State Budget Advocacy
This month the League advocated for funding for ethics reform and budget transparency in the New York State budget. In March, the League along with several other good government groups submitted an op ed to the Times Union in an effort to push for JCOPE reform. The op ed was published in the Times Union on March 6th and in Newsweek on March 8th. In the weeks prior to the one-house budget release it became apparent that there was not a major focus on ethics reform in either the Senate or Assembly. This letter was submitted as a call to action for both Hochul and the Assembly and Senate to ensure that they prioritize holding public officials accountable by overhauling JCOPE, improving campaign finance scrutiny, bolstering the power of the inspector general, and eliminating the pay-to-play culture.

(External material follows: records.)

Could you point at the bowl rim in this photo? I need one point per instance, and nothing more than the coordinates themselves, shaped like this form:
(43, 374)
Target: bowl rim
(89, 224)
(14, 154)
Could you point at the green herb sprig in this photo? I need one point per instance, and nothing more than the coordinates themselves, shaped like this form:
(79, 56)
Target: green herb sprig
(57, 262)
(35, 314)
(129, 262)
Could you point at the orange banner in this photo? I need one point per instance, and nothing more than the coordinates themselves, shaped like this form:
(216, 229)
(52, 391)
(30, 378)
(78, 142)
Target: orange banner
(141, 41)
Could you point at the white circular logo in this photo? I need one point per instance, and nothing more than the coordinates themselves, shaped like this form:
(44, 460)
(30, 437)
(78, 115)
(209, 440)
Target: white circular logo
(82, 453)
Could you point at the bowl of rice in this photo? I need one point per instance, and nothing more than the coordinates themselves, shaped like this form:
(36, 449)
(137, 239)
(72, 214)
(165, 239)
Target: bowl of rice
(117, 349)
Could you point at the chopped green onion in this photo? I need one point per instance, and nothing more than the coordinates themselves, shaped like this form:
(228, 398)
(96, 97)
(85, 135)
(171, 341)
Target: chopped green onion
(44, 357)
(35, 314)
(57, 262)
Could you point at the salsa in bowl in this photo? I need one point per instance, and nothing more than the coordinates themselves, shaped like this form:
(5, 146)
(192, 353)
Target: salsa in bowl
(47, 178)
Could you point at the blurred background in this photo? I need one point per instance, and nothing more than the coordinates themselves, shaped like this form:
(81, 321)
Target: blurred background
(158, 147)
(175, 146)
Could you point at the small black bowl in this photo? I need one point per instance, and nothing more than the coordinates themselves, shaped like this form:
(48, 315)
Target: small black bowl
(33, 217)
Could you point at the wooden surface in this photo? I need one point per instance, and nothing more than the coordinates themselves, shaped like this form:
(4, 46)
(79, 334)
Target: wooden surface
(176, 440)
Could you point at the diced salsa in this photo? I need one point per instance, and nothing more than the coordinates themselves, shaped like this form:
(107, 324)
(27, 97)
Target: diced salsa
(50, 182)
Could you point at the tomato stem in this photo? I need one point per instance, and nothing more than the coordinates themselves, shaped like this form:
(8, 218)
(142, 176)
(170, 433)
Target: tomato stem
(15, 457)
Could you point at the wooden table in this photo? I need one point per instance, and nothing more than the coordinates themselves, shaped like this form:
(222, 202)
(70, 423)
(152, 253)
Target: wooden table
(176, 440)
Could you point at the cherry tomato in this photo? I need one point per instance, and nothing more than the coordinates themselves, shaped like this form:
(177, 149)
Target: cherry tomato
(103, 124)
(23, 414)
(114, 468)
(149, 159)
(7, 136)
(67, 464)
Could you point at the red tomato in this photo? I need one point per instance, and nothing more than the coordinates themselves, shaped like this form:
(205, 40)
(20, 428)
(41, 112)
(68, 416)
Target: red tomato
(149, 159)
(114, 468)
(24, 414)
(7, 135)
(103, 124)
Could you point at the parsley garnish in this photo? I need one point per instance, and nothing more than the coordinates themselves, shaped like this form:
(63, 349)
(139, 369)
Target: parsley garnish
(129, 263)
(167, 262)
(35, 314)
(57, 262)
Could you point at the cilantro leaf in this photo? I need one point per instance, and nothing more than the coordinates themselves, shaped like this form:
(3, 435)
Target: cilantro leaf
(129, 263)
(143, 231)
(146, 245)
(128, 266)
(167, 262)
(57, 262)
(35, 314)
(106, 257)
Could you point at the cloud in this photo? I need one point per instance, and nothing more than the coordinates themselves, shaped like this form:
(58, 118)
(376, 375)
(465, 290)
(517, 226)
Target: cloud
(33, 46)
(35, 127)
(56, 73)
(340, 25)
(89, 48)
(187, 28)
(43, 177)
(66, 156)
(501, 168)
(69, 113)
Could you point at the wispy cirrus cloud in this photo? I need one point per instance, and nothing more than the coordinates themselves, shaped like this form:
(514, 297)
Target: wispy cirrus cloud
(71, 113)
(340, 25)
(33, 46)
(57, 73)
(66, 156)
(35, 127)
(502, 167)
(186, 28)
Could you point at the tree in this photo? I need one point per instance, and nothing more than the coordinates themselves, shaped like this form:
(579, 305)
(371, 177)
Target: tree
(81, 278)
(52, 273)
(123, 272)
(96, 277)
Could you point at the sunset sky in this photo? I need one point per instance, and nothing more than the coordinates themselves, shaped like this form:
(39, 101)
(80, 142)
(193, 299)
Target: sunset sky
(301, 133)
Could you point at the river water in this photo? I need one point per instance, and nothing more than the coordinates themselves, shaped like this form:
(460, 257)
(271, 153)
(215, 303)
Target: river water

On March 2nd, the League submitted a memo to Majority Leader Stewart-Cousins and Speaker Heastie to urge them to reject the Governor’s Fiscal Year 2023 Executive Budget proposals that would give the Executive broad and unilateral powers, and to amend other proposals to better define their uses and oversight. See letter here:
On March 24th, the League signed on to a memo with the several watchdog organizations and the Citizens Budget Commission which was sent to Governor Hochul, Majority Leader Stewart-Cousins and Speaker Heastie. The memo urges them to include basic financial tables once they have reached consensus on the budget in order to allow for more transparency and accessibility. The letter will be posted on our site shortly.